Data Discovery Department?: Law Firms and Their Corporate Clients are Staffing Up

February 16, 2007

Robert Brownstone, Director of Law & Technology at Fenwick & West, was recently quoted in a Law Firm Inc. story entitled, "Data Discovery Department?: Both Law Firms and Their Corporate Clients are Staffing Up."

As the field of electronic data discovery grows and law firms expand their staff in this area, their corporate clients are facing an important operational decision: take control of their eDiscovery process or outsource their needs. For many companies, this is creating a shift in who's managing discovery.

The price of eDiscovery is motivating companies to keep solutions in-house. According to the most recent Socha-Gelbmann Electronic Discovery Survey Report, more than $1.3 billion was spent on eDiscovery in 2005. The market is expected to expand by 37% to $1.8 billion over the next few years. Companies such as Halliburton and Pfizer are already beginning to streamline management of the collection and processing of documents, as well as performing the initial review of documents.

While businesses recognize that a law firm has to be a partner and strategic advisor in litigation, they are trying to build control and starting to pressure firms into bidding and price fixing.

Having expertise in-house to address cost containment and related issues is starting to pay off. "We are seeing renewed interest by our clients in seeking our advice on the law and on the technology to make sure that they have a handle on their retention protocols and policies" says Brownstone. He says that his firm invested more than $1 million to strengthen its e-discovery expertise and technology over five years and has posted seven-figure revenues from its Electronic Information Management Group in each of the past two years.

Building on its success, his group is providing a full range of services, including advising on overall document management approaches, computer forensics, information-security policies and best practices in handling metadata. Brownstone notes that the great eDiscovery/retention conundrum is that saving too much can lead to unnecessary costs and risks, but saving too little may not be enough to satisfy your statutory and litigation-hold requirements.

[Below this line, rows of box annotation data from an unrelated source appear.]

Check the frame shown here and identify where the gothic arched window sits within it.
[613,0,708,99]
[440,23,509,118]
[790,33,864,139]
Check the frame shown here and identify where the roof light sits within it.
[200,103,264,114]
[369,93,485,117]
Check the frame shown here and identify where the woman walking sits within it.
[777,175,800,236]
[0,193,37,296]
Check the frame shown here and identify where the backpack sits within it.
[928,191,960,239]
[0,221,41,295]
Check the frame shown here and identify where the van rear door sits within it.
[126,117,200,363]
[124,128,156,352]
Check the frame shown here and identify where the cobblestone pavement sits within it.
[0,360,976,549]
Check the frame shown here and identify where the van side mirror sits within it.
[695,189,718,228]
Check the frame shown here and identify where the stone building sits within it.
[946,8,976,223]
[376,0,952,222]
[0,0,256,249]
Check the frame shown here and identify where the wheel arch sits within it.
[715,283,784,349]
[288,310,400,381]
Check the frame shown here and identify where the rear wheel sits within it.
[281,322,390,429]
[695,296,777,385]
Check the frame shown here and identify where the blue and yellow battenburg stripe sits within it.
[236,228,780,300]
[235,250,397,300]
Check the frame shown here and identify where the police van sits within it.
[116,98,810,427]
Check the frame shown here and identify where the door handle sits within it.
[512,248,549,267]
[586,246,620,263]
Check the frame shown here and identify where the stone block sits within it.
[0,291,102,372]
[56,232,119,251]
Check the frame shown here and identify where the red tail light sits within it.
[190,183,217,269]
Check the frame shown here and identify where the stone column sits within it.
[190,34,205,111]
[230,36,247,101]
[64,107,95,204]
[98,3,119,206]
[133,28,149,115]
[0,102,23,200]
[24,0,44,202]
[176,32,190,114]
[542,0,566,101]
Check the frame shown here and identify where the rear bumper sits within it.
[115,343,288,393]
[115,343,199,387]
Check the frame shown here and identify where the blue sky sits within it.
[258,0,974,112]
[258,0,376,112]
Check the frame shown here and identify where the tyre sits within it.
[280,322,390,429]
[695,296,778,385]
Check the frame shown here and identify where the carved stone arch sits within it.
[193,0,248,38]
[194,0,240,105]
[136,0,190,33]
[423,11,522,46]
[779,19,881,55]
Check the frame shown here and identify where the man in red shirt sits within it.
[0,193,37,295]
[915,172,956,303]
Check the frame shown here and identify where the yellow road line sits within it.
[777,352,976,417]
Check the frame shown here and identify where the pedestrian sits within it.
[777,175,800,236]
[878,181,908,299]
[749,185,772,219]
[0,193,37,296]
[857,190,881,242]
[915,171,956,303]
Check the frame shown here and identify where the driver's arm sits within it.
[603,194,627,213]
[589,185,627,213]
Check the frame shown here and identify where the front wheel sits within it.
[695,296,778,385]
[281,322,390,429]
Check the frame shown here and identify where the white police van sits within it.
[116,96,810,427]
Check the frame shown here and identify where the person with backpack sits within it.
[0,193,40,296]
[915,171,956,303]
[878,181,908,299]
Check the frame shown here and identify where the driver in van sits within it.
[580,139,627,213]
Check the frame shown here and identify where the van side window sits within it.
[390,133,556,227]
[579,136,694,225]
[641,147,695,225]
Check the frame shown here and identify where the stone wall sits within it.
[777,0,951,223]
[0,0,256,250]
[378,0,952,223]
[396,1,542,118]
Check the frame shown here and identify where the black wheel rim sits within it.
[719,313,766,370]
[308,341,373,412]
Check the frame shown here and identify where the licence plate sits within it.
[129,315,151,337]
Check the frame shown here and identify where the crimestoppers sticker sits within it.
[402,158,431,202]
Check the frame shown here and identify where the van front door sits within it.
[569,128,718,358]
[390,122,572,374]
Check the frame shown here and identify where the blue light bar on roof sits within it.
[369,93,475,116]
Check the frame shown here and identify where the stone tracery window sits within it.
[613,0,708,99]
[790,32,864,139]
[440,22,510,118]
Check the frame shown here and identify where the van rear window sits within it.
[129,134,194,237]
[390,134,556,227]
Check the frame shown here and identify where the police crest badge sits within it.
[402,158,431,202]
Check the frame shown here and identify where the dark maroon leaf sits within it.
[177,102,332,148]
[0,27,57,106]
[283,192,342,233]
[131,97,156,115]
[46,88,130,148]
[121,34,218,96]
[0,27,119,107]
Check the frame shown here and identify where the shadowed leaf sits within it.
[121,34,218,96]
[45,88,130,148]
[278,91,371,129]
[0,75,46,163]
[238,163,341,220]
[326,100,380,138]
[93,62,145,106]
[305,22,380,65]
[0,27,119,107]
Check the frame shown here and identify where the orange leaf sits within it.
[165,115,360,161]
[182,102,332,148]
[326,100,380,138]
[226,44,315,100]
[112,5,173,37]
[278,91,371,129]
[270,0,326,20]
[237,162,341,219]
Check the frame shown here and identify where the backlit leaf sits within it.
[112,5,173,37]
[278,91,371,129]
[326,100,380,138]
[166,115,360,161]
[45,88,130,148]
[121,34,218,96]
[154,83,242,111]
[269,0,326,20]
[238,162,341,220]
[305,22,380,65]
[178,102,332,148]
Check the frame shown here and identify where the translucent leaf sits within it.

Even when a corporation owns the eDiscovery process and technology, there is still an important business opportunity. "Though we earn less billable hours on an eDiscovery project, we establish a greater rapport with a client," says Brownstone. "This relationship is based on truly understanding a company's electronic information systems and often results in repeat engagements for full-service firms," he adds. "Clients are increasingly looking to their lawyers to help select the proper vendor and technology, as well as to handle more complex litigation."